Photo of Mr Tony BurkeMr Tony Burke (Watson, Australian Labor Party, Minister for Sustainability, Environment, Water, Population and Communities) Share this | | Hansard source

I thank the member for Parramatta for her question. While a lot of the focus of the debate has gone on preparing Australia’s economy for the future through a lower emissions economy, we must not turn a blind eye to the environmental damage that is done through climate change itself. The Intergovernmental Panel on Climate Change has projections of significant loss of biodiversity through to 2020. The impact of climate change is greatest on the most sensitive parts of our environment. Areas identified include the wet tropics, including the Daintree rainforest, our alpine regions and the Great Barrier Reef, which is our greatest environmental asset; a biodiversity asset which makes an extraordinary economic contribution to the tourism industry.

One thing that puts us in a different situation to many nations when we talk about the environmental impact of climate change is the extraordinary number of species that are found on our continent and nowhere else on earth. Around 90 per cent of the species found in Australia, whether they be plants, mammals or reptiles, do not exist anywhere else on the planet. The impact environmentally on Australia is quite a different challenge to what we find in many other countries. While many of the mammals, for example, would be able to survive technically with what climate change itself would bring, their habitat would not. When endangered species lose their habitat, in turn we lose these species.

The Great Barrier Reef and the extent of its biodiversity can easily be lost upon us, but let us start with just how different it is to other reef systems around the world. So often when people talk about the great reefs of the world they talk about the Caribbean. The Caribbean has 60 species of coral and the Great Barrier Reef has 560 species of coral. We have a very different biodiversity challenge to what is found in many other countries of the world.
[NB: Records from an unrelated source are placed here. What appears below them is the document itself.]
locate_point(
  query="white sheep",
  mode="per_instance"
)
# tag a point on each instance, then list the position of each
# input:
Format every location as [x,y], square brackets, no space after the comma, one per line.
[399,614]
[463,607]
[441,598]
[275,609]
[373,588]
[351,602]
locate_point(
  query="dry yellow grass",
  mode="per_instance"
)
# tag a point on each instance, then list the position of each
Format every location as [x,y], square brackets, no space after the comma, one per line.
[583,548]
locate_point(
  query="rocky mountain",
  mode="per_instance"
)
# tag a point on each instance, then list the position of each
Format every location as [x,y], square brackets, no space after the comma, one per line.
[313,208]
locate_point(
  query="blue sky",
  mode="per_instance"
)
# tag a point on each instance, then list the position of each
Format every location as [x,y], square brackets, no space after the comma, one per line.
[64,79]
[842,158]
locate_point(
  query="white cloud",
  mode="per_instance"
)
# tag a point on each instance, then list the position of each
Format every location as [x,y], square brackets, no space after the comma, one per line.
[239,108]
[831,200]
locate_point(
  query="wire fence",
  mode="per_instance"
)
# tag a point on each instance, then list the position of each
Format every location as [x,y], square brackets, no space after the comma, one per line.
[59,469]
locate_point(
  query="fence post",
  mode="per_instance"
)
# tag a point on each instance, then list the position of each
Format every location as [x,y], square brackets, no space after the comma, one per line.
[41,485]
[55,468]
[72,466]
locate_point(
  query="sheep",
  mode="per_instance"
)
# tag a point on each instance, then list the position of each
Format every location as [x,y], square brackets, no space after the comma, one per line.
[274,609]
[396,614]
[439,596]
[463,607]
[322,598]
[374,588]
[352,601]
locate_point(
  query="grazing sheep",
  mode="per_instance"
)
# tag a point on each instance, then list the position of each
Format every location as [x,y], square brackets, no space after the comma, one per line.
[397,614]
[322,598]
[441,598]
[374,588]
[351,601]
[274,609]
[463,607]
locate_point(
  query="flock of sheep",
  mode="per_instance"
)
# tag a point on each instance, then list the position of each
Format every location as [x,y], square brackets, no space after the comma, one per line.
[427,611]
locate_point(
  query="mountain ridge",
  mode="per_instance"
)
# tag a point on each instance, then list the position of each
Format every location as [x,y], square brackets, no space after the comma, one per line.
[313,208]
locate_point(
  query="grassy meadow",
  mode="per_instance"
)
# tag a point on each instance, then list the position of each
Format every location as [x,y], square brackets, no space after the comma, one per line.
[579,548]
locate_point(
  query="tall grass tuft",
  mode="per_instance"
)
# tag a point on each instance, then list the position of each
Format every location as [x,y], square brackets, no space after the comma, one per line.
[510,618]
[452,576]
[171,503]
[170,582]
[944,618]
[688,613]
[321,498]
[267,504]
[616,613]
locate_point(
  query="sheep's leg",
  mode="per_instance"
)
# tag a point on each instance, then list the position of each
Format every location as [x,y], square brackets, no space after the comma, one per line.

The climate change challenges faced by the Great Barrier Reef come in a number of ways. We know about the increased occurrence of bleaching events, the increase in major weather events and the impact of the growth in carbonic acid. We often talk about forests as being the only carbon sinks. The ocean itself is an extraordinary carbon sink. In the process of transferring carbon dioxide in the ocean you get a growth of carbonic acid. The growth of carbonic acid has a very precise impact on the rate at which coral grows back. If you put these three events together—the impact of bleaching events, the coral damaged during major weather events that are happening more regularly and coral species, which take 30 to 50 years to regrow, being slower to regrow because of the growth in carbonic acid—we will end up with a situation where the Great Barrier Reef itself exists but its biodiversity, which we are proud of and which we come to expect in the Great Barrier Reef, is under significant pressure.

That is one of the reasons why action is so important not only in taking the opportunity now to set up our economy for the future but also in recognising the biodiversity challenge faced by the environmental assets in Australia. It is critically important to our tourism industry and important to the environment of Australia.